When the tour came to the question and answer period, the focus took a truly interesting turn. The "players" wanted to know the limits of the pieces in the exhibition, and more so, they inquired about the possibilities new tinkering and new play can bring to the works. They asked: "Can I use the body suit as a controller for sports video games?" "Can I use this augmented reality technology to give enhanced tours?" "What else can an Arduino board do, can it go wireless?" At the DSC, it's a rare occasion when we aren't presenting, displaying, or work-shopping an idea that isn't meant to be handled and taken apart. During events, we go out of our way not to talk "at" visitors — we always aim to make things as hands-on as possible. We are always asking: What can we build together, and how can we play together? In creating the exhibition "Kits, Plans, and Schematics" with the Hyperrhiz editors, we also get to continue to create with our campus community. This is evident in the exchanges we had with our "Writing with New Media" students.

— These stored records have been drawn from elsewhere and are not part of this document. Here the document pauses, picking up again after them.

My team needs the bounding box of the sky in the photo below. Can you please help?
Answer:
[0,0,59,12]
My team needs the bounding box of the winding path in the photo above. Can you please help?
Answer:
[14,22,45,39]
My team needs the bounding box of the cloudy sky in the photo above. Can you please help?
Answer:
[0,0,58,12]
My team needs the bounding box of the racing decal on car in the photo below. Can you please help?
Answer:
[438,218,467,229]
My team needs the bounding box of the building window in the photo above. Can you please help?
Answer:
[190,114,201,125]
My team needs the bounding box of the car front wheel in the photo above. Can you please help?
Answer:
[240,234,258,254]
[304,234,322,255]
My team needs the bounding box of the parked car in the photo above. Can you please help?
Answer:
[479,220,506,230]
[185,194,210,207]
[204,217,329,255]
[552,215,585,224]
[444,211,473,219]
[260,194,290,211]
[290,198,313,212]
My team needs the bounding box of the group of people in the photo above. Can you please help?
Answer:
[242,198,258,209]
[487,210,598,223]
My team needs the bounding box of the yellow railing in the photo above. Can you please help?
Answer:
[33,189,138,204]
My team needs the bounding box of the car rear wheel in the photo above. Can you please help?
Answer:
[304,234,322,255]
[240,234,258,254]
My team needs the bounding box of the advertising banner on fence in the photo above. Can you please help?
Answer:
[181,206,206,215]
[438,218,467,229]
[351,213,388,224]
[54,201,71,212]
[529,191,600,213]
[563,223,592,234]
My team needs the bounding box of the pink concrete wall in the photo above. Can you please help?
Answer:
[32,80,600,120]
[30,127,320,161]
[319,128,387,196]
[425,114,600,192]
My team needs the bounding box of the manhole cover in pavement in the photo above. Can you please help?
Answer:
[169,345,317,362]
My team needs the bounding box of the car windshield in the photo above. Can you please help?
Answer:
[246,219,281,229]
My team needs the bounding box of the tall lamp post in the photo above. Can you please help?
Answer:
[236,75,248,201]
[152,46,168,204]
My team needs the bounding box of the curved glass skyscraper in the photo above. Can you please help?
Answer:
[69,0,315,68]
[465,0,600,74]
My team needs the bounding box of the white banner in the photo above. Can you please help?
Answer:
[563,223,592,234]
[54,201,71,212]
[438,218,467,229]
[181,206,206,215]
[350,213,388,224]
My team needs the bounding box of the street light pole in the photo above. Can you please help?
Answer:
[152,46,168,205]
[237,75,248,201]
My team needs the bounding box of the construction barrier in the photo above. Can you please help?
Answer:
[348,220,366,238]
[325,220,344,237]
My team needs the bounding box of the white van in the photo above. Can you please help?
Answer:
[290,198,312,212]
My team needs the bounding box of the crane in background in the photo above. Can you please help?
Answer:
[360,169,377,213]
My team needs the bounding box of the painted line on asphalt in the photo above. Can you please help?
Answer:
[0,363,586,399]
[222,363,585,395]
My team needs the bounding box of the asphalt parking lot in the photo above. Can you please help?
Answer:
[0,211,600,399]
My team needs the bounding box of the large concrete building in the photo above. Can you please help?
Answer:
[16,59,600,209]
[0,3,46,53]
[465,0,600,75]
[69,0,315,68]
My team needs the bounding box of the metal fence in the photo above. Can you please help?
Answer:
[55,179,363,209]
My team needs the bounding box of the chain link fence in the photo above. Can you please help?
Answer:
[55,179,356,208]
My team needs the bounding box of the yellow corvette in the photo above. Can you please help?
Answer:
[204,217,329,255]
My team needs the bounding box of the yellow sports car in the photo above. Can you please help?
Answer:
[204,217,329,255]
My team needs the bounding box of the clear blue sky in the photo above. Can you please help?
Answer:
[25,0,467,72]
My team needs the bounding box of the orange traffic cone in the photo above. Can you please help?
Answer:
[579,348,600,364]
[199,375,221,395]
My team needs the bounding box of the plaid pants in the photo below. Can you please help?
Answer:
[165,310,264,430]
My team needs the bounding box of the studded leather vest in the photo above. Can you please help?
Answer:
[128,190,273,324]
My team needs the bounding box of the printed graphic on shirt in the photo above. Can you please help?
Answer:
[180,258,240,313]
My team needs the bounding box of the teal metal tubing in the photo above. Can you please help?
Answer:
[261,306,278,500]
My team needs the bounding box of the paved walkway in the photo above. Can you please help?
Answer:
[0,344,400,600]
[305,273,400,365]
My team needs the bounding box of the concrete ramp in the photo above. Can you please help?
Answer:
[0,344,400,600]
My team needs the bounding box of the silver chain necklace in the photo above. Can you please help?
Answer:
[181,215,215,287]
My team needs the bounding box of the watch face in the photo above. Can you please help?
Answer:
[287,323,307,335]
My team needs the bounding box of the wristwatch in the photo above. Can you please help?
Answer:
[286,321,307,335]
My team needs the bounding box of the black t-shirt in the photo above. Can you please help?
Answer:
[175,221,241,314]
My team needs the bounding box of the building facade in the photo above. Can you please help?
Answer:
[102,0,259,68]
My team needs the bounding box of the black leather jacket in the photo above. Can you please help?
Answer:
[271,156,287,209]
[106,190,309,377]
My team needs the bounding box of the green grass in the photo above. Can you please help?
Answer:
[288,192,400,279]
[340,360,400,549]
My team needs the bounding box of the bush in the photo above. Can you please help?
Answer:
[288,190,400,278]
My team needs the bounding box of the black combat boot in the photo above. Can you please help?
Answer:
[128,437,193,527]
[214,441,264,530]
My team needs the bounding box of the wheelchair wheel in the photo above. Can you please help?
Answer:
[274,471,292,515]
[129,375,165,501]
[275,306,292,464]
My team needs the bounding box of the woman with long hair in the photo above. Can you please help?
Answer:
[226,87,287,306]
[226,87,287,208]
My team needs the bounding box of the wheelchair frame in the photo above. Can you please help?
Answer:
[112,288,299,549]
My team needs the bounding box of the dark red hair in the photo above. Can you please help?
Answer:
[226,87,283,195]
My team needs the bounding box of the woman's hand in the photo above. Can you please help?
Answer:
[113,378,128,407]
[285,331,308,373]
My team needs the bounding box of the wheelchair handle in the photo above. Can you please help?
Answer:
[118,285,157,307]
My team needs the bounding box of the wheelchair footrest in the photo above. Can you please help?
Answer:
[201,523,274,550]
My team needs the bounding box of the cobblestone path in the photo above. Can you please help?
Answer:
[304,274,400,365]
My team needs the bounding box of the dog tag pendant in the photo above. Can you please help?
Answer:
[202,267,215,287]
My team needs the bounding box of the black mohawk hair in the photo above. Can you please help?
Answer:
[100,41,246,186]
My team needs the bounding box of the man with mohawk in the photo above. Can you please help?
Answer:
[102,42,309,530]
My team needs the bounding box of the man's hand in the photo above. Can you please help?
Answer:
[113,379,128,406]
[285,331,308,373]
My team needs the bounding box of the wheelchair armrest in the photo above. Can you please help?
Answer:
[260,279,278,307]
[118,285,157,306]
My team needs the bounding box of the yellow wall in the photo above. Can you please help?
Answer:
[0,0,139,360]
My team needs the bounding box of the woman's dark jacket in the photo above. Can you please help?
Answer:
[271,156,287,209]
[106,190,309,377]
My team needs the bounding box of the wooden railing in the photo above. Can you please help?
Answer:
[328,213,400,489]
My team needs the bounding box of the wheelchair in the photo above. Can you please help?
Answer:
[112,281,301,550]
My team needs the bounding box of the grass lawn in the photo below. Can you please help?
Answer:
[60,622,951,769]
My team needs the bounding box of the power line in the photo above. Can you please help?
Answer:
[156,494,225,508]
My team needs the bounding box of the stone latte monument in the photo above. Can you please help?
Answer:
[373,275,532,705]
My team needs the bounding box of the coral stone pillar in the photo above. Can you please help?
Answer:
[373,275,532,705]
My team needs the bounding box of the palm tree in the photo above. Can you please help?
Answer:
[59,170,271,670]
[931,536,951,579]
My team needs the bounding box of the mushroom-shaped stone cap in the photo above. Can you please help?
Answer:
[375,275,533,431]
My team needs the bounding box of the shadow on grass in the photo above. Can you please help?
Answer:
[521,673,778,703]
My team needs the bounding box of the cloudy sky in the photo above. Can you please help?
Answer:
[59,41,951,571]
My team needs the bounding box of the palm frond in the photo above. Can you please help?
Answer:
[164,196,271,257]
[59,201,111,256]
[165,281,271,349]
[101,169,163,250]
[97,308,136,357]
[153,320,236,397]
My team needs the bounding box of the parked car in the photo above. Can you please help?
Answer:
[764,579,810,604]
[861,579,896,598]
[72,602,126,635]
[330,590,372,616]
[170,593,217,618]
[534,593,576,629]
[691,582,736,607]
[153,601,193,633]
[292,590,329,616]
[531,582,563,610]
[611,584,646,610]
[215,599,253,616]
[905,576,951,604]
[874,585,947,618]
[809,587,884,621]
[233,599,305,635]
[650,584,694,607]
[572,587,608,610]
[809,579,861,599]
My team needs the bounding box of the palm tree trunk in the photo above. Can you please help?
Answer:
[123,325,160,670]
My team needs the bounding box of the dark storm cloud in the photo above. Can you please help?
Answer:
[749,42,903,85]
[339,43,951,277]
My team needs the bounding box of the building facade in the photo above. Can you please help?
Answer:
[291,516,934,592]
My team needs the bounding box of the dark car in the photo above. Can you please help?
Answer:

But there's one final coda to the "Writing New Media" class tour. When all the students had dispersed, headed to other classes and meetings, there was one student left behind. His question was: "How can I be a part of all of this?" These works inspired him and had offered him a new set of models for making arguments and expressing ideas. The DSC is a place to explore these new ways of seeing, writing, and arguing, and "Kits, Plans, and Schematics" is a particularly striking way to demonstrate this ethic. For this student, the work of these Hyperrhiz authors called out for interaction and participation. What's most striking is that this argument is not made explicitly in text anywhere in the exhibition. Instead, it is implicit throughout the works, and the fact that this student heard that call is evidence that this issue of Hyperrhiz will be central in reimagining what it means to make, write, work, and live in a digital world.